Papi. La morte senza alcun dubbio è il nostro patrimonio; l’ereditá nostra di tanti e tanti tesori e stati è una puzzolente sepoltura.

Romito. Messer Bernardino, la notte ne viene: i Marmi non son stanza piú da me, secondo l’opinione del vulgo ignorante.

Papi. Ignorante certo, credendo che i buoni non sien buoni se non ne’ luoghi ascosti e di giorno.

Romito. Però, messer Papi, io mi raccomanderò alla vostra caritá: domattina ci vedremo.

Bernardino. Andate con il Signore.

Papi. Questo buon padre ha molto spirito, e mi piace il suo discorso che se ne va toccando quel che bisogna all’uomo: ma dubito che favelli in molti luoghi che le sue parole faccin poco profitto, perché il mondo sta come egli può.

Bernardino.

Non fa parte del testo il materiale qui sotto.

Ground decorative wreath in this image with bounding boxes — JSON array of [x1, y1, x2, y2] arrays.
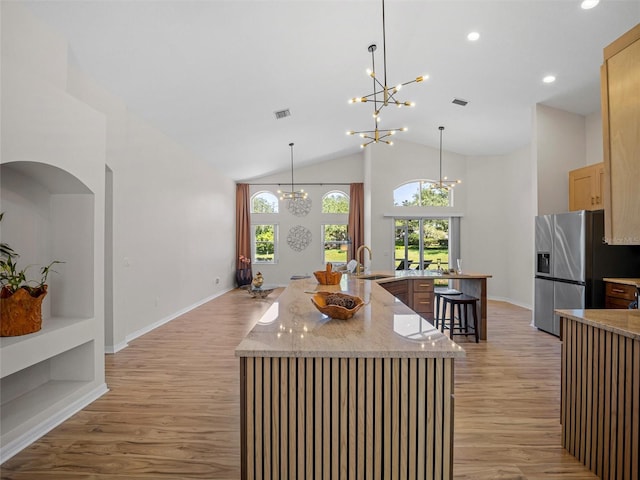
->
[[287, 225, 311, 252]]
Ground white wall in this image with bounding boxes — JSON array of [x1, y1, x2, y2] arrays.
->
[[2, 2, 235, 350], [585, 111, 604, 165], [461, 146, 535, 308]]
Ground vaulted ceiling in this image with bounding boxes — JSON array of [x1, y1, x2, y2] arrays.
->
[[23, 0, 640, 180]]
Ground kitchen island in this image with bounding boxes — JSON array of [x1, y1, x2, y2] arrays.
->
[[556, 309, 640, 479], [236, 275, 464, 479]]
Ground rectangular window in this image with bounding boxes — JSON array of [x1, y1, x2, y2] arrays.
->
[[395, 218, 450, 270], [253, 224, 278, 264], [322, 225, 349, 265]]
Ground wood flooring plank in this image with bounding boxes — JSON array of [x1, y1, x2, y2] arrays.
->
[[0, 290, 600, 480]]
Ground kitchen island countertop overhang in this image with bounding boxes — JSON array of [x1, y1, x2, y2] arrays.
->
[[236, 275, 465, 358]]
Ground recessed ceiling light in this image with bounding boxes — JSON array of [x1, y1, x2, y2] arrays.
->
[[467, 32, 480, 42], [580, 0, 600, 10]]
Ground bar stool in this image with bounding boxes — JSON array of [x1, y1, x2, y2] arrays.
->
[[433, 287, 462, 328], [440, 294, 480, 343]]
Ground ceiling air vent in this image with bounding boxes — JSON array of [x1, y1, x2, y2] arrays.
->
[[273, 108, 291, 120]]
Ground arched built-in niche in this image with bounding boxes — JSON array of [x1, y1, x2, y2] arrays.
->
[[0, 161, 106, 461]]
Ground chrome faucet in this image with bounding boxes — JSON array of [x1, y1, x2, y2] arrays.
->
[[356, 245, 371, 275]]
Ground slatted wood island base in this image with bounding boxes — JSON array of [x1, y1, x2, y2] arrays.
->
[[236, 279, 464, 479], [559, 310, 640, 480]]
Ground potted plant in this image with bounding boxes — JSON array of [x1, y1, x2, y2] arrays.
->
[[0, 212, 63, 337]]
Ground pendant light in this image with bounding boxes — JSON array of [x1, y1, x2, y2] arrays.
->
[[278, 142, 307, 200]]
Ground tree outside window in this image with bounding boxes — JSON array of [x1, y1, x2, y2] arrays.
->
[[322, 190, 349, 214], [251, 192, 278, 213], [322, 225, 349, 264], [253, 224, 277, 263], [393, 180, 451, 207]]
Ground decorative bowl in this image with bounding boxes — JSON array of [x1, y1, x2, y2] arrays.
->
[[313, 263, 342, 285], [311, 292, 364, 320]]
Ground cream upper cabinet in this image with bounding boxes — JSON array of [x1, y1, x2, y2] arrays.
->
[[569, 163, 604, 211], [601, 24, 640, 245]]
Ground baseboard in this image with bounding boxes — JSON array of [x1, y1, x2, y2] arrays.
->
[[487, 296, 533, 310], [104, 341, 129, 355], [0, 383, 109, 464], [124, 288, 233, 344]]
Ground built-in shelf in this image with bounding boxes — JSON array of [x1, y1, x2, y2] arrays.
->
[[0, 317, 94, 380], [0, 162, 107, 462]]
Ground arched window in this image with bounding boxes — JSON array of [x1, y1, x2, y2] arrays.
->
[[251, 192, 278, 213], [393, 180, 452, 207], [322, 190, 349, 213]]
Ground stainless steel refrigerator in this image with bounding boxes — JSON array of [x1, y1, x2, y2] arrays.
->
[[533, 210, 640, 335]]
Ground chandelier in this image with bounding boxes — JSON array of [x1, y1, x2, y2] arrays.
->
[[347, 0, 428, 148], [431, 126, 462, 191], [278, 142, 307, 200]]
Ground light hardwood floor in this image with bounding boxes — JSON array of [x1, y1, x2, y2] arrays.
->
[[1, 290, 596, 480]]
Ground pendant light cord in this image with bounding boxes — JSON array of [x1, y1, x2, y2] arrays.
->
[[289, 142, 296, 192]]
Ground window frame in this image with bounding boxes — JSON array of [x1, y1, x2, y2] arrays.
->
[[251, 222, 279, 265], [320, 223, 349, 265], [250, 190, 280, 215], [393, 179, 454, 208], [320, 190, 351, 215]]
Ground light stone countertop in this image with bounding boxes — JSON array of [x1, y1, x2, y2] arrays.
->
[[235, 275, 465, 358], [556, 309, 640, 340]]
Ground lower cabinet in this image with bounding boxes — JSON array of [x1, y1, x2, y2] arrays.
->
[[379, 280, 411, 307], [380, 279, 434, 320], [605, 282, 637, 308], [410, 279, 433, 320]]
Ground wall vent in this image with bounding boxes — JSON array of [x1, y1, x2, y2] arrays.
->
[[273, 108, 291, 120]]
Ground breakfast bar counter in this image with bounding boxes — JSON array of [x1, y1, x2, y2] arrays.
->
[[236, 275, 465, 479]]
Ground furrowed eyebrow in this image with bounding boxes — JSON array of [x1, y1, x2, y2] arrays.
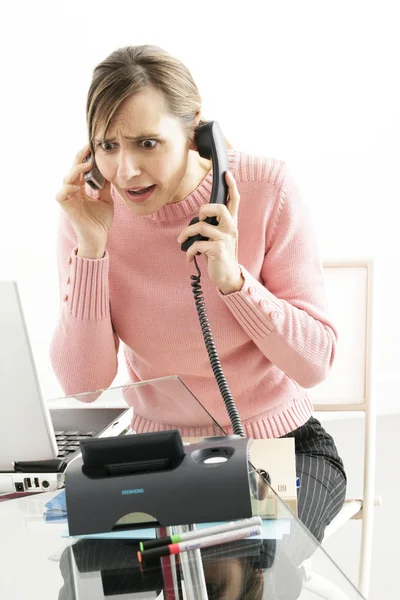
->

Io concludo, per le parole che egli ha dette, che, secondo che Adamo aveva a essere ubidiente a Dio, e non fu, poi ciò che gli era sottoposto si ribellò; cosí i principi e i signori che non temano Dio e non sono ubidienti a’ comandamenti di quello, che gli abbia da succeder loro il medesimo, ciò è che perderanno tutte le cose buone, l’utili e le salutifere. [p. 273 modifica]

Papi. Ecco che l’etá nostra s’accosta a cotesta vita; e Dio voglia che i travagli non ci assaltino e ci faccino una guerra tale che noi abbiamo da piangere piú tempo i nostri errori che non è stata longa la disonesta vita che abbiamo fatta.

Bernardino. Questa stanza non mi piace piú per istasera.

Papi. Né ancóra a me, perché ho faccenda: andiancene in verso casa di compagnia.

Bernardino. Andiamo.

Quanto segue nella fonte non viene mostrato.